Why don't you try to make your point like an adult instead of insulting people?


----------



## Tough Old Man (Jan 15, 2006)

Emma-Leigh said:
			
		

> It doesn't matter if it is pasturised.... It still isn't digested properly by the body and it can still be bad for your biotin levels..


emma is this also true with whole eggs as I sometimes mix them in OJ and drink it. I raise my own chickens and don't have to worry about salmonella or other diseases. 

Tough


----------



## P-funk (Jan 15, 2006)

Tough Old Man said:
			
		

> emma is this also true with whole eggs as I sometimes mix them in OJ and drink it. I raise my own chickens and don't have to worry about salmonella or other diseases.
> 
> Tough


----------



## NEW_IN_THE_GAME (Jan 15, 2006)

It doesnt matter if you raise em yourself PT. They can still get it. not a good thing to do.


----------



## Steele20 (Jan 15, 2006)

boilermaker said:
			
		

> Why don't you try to make your point like an adult instead of insulting people?

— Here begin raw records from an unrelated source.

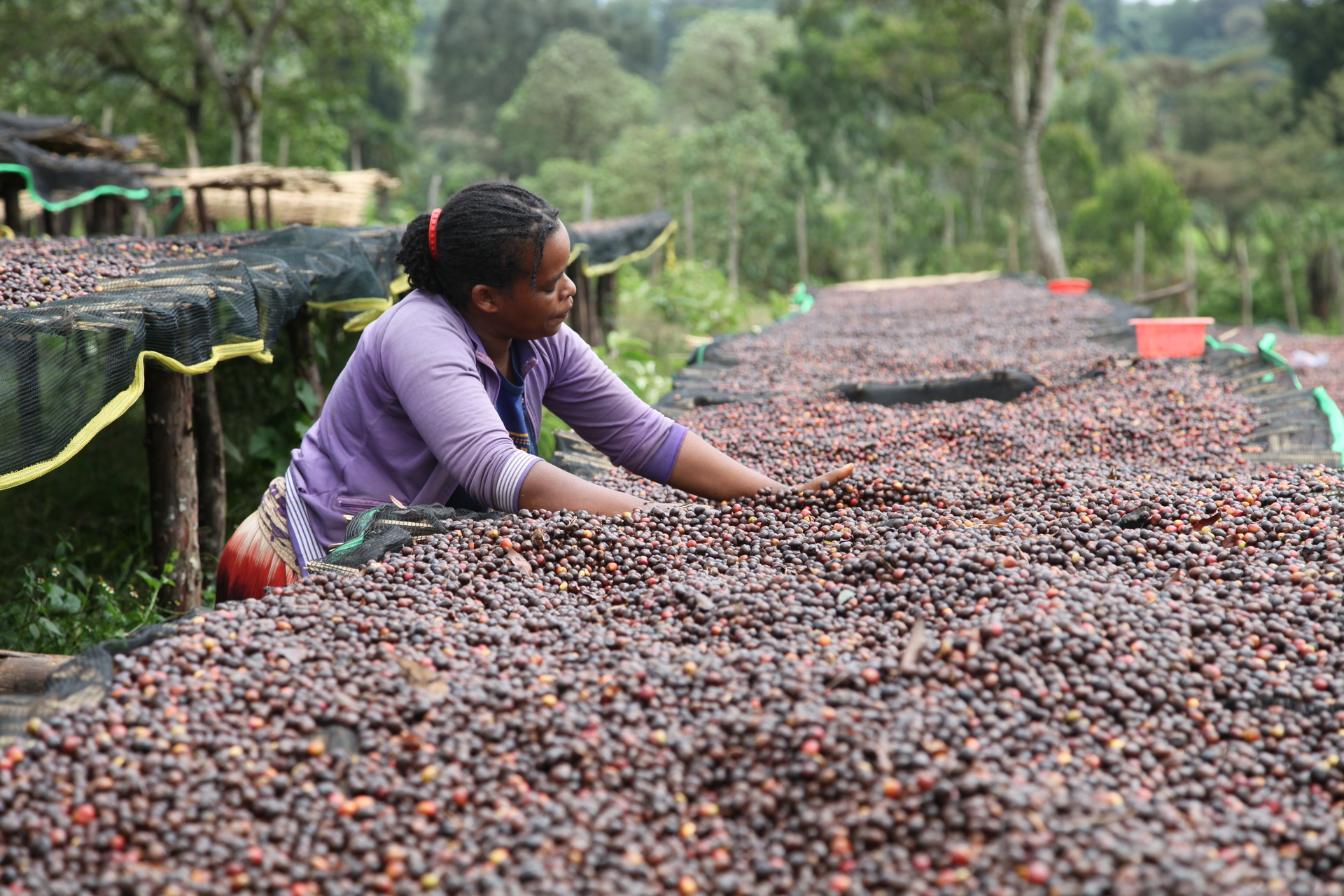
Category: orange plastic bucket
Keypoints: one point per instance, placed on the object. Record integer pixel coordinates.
(1170, 336)
(1069, 285)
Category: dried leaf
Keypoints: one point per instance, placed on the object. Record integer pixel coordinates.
(420, 676)
(910, 656)
(519, 561)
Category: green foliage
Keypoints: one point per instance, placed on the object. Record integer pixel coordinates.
(720, 64)
(571, 104)
(1310, 36)
(1142, 190)
(631, 359)
(54, 606)
(483, 49)
(694, 298)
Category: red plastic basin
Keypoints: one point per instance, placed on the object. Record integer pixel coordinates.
(1171, 336)
(1069, 285)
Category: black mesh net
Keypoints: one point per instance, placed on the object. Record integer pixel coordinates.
(69, 367)
(80, 681)
(372, 533)
(603, 242)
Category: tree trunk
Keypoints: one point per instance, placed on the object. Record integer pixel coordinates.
(174, 510)
(734, 239)
(1041, 218)
(213, 482)
(1243, 266)
(1191, 276)
(305, 359)
(949, 232)
(1285, 274)
(1139, 260)
(689, 222)
(1030, 111)
(802, 235)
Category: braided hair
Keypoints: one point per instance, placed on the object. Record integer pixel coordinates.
(484, 232)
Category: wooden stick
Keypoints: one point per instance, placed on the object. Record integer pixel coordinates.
(1161, 293)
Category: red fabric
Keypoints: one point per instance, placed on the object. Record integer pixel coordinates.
(433, 234)
(249, 564)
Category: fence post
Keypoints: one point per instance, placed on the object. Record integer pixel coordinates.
(1285, 273)
(802, 225)
(174, 498)
(1191, 276)
(1139, 258)
(1245, 267)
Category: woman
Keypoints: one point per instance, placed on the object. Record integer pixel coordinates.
(441, 400)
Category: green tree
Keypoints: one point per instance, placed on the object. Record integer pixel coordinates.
(571, 104)
(720, 64)
(483, 48)
(1308, 36)
(750, 164)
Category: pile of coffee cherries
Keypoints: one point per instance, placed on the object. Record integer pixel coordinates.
(1074, 644)
(34, 272)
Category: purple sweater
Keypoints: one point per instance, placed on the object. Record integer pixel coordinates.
(413, 416)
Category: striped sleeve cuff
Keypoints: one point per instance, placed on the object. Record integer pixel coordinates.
(510, 482)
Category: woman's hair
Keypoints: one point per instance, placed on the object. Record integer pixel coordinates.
(489, 232)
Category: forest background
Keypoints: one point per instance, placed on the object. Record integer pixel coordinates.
(892, 133)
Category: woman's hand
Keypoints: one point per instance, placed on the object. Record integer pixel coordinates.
(827, 480)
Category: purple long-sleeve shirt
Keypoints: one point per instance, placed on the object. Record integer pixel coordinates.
(413, 415)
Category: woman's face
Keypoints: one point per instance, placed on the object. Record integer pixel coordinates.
(530, 314)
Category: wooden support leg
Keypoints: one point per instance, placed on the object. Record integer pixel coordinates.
(202, 219)
(605, 307)
(305, 359)
(10, 188)
(174, 503)
(213, 481)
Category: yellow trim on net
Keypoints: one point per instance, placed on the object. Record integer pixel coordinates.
(354, 304)
(128, 397)
(640, 254)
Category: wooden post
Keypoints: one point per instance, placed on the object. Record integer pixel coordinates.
(584, 317)
(26, 673)
(689, 222)
(305, 359)
(1191, 276)
(174, 498)
(605, 307)
(210, 470)
(802, 234)
(139, 220)
(10, 188)
(1245, 269)
(1139, 258)
(1285, 274)
(202, 216)
(734, 241)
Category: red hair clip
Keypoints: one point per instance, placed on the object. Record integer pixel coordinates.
(433, 234)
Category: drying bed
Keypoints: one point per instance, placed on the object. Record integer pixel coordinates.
(1079, 643)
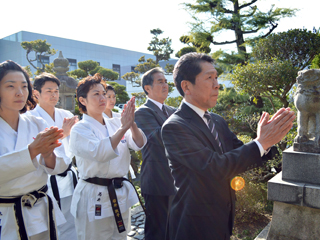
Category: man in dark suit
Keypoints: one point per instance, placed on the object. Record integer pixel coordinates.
(205, 155)
(156, 180)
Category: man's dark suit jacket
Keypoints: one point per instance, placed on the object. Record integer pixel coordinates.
(156, 178)
(204, 205)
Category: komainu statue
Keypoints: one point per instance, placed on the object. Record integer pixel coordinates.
(307, 101)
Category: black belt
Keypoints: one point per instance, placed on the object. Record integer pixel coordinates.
(28, 200)
(54, 185)
(112, 184)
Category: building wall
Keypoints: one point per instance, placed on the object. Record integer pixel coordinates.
(10, 48)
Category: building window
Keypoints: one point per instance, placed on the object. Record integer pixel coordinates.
(44, 59)
(132, 69)
(116, 68)
(72, 64)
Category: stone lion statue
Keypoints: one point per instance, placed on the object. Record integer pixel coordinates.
(307, 101)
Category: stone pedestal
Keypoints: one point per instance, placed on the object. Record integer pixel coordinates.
(301, 166)
(296, 195)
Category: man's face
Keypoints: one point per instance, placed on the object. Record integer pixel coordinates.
(159, 89)
(204, 93)
(49, 95)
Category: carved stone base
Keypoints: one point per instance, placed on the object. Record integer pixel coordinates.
(292, 222)
(296, 213)
(306, 147)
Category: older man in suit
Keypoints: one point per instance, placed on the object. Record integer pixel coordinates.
(156, 181)
(205, 155)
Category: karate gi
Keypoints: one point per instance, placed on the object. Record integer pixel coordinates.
(90, 143)
(66, 231)
(20, 175)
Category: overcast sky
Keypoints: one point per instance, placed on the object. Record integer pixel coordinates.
(125, 23)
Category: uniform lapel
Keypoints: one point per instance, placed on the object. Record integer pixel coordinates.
(198, 123)
(22, 141)
(45, 115)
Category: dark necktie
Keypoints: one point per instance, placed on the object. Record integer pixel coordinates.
(211, 127)
(164, 111)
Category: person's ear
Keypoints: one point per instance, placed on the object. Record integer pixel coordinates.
(36, 94)
(185, 85)
(83, 101)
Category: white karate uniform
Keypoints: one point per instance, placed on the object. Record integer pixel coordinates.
(66, 231)
(20, 175)
(90, 143)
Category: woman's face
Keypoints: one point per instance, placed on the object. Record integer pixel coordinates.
(13, 91)
(111, 99)
(96, 100)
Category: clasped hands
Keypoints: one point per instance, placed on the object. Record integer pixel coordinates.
(272, 131)
(45, 142)
(127, 116)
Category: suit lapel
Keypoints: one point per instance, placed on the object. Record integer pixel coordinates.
(197, 122)
(159, 112)
(219, 129)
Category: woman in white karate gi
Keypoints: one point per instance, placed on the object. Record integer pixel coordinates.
(46, 90)
(101, 148)
(111, 102)
(29, 151)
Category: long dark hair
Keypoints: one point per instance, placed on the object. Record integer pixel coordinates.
(9, 66)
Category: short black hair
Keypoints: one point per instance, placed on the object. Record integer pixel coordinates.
(147, 77)
(84, 87)
(41, 79)
(188, 67)
(11, 66)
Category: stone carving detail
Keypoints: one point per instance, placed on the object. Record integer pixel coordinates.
(307, 101)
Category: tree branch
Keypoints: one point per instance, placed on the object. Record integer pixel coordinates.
(226, 42)
(248, 4)
(252, 31)
(271, 29)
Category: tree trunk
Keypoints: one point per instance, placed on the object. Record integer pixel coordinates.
(238, 31)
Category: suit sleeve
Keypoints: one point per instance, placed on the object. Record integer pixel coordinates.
(149, 124)
(187, 147)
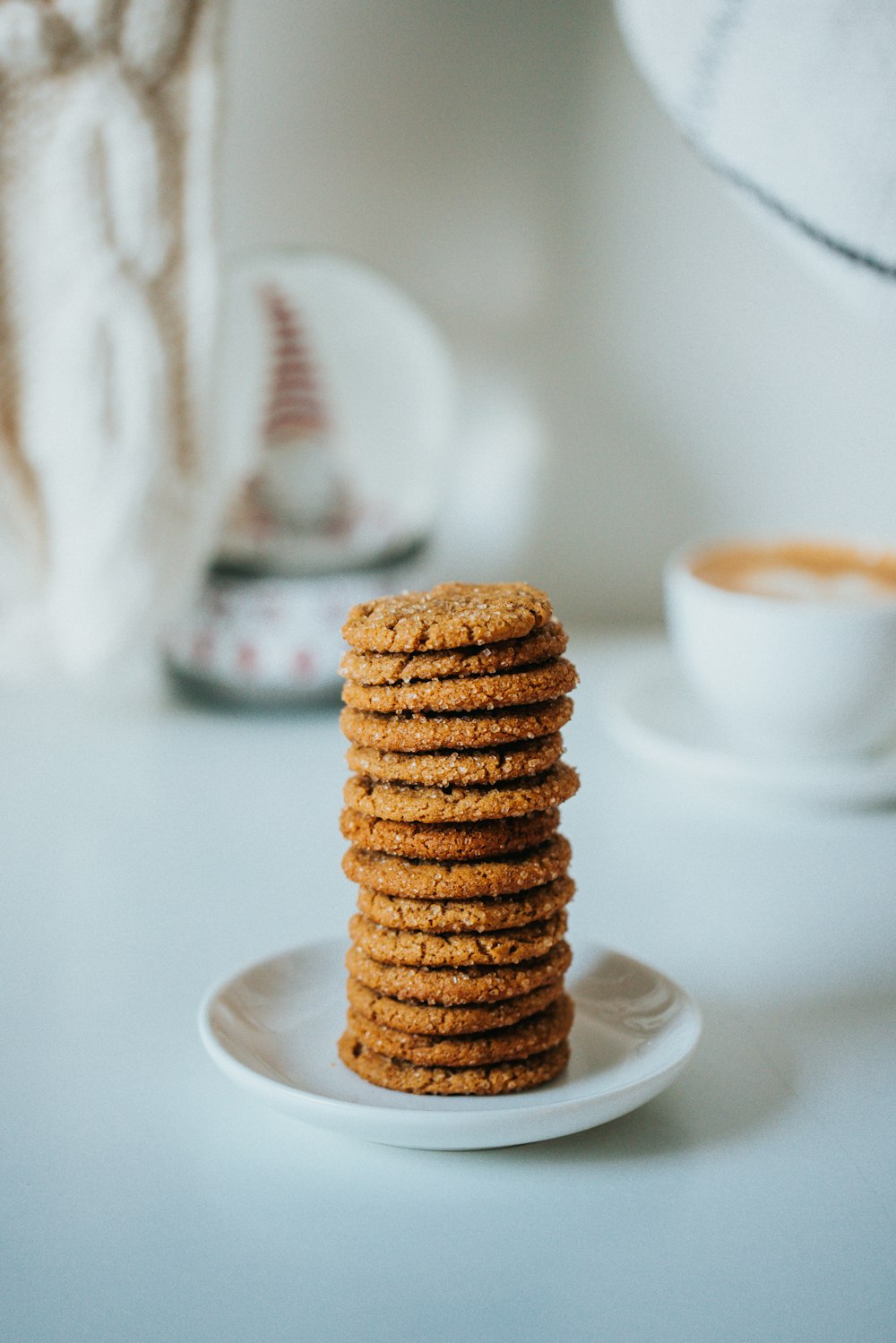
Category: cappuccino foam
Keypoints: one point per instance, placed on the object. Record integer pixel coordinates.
(799, 572)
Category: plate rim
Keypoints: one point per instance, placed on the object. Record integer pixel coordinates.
(544, 1117)
(849, 780)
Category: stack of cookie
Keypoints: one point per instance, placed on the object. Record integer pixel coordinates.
(454, 704)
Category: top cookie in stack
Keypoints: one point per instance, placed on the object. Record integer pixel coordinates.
(454, 702)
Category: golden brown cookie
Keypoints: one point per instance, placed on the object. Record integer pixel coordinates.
(441, 769)
(476, 839)
(466, 693)
(466, 915)
(389, 667)
(410, 947)
(454, 731)
(487, 1080)
(501, 876)
(452, 616)
(458, 805)
(527, 1037)
(452, 986)
(433, 1020)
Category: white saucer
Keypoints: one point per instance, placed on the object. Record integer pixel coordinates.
(273, 1030)
(651, 712)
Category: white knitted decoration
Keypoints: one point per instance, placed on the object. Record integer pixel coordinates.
(110, 486)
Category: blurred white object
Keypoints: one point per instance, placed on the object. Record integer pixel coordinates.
(271, 640)
(110, 487)
(788, 102)
(786, 677)
(340, 392)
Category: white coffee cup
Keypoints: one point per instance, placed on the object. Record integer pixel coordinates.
(791, 645)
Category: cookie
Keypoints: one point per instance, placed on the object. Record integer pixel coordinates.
(452, 986)
(485, 1080)
(547, 642)
(466, 693)
(454, 731)
(500, 876)
(410, 947)
(466, 915)
(432, 1020)
(452, 616)
(476, 839)
(527, 1037)
(460, 805)
(443, 769)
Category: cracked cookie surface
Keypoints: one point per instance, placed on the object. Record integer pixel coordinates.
(450, 616)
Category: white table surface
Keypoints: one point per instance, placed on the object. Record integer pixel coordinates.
(148, 849)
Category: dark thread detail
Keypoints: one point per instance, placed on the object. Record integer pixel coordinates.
(716, 46)
(874, 263)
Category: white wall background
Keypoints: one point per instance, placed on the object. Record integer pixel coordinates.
(638, 361)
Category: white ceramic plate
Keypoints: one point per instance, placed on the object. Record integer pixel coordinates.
(273, 1030)
(650, 712)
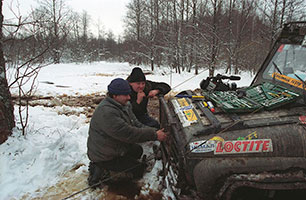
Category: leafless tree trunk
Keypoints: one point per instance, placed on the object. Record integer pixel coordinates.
(6, 106)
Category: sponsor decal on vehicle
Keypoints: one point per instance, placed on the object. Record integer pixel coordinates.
(202, 146)
(244, 146)
(288, 80)
(249, 137)
(185, 112)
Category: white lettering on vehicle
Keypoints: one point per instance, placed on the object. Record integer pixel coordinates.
(244, 146)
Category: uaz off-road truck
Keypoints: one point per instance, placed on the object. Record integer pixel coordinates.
(243, 143)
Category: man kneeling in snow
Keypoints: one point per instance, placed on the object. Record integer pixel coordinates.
(113, 134)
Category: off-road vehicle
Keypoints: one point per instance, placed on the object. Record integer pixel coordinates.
(253, 145)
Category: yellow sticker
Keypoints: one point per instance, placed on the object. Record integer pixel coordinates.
(190, 115)
(183, 102)
(288, 80)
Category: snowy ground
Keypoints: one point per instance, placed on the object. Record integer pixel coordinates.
(51, 162)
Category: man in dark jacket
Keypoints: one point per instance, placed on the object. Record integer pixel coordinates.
(142, 90)
(113, 133)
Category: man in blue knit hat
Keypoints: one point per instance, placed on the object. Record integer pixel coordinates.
(113, 136)
(142, 91)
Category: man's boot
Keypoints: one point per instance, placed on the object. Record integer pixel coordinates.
(95, 174)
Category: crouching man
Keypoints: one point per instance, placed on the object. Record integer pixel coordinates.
(113, 136)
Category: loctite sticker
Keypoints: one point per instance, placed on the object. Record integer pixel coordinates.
(244, 146)
(202, 146)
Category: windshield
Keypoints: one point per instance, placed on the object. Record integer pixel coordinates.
(288, 65)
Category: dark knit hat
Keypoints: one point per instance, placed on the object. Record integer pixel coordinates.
(119, 86)
(136, 75)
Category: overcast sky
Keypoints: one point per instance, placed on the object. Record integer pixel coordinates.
(110, 13)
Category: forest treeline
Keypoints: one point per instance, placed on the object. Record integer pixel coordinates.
(183, 34)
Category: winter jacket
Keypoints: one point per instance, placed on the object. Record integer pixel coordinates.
(113, 128)
(141, 109)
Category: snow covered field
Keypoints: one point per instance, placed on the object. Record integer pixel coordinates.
(51, 161)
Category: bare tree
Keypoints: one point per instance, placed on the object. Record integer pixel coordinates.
(6, 106)
(56, 24)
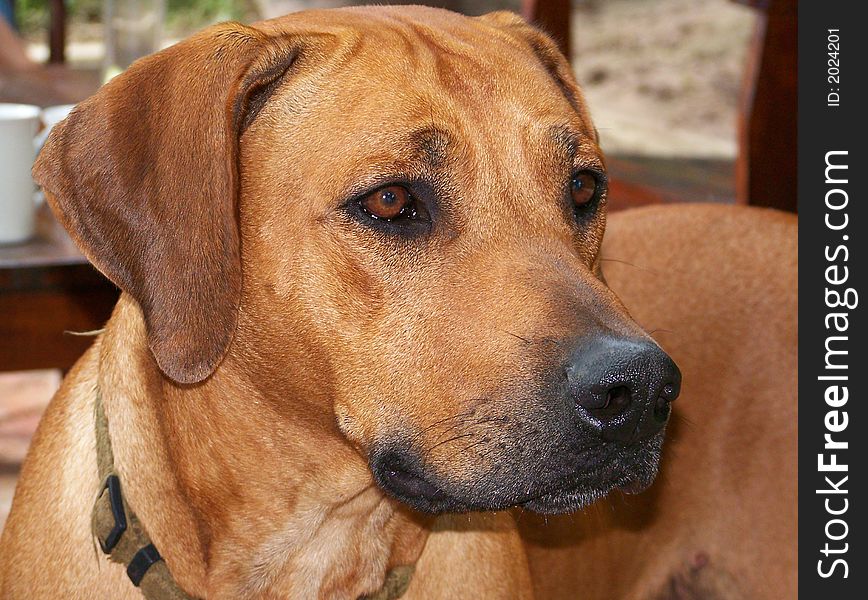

if people knew how to read I wouldn't have too...


----------



## Steele20 (Jan 15, 2006)

Emma-Leigh said:
			
		

> It doesn't matter if it is pasturised.... It still isn't digested properly by the body and it can still be bad for your biotin levels..



He asked if he can, not if he should.


----------



## FenderBender (Jan 15, 2006)

All I can say is Yuchhhhhhhh!!!!!


----------



## garethhe (Jan 15, 2006)

Steele20 said:
			
		

> if people knew how to read I wouldn't have too...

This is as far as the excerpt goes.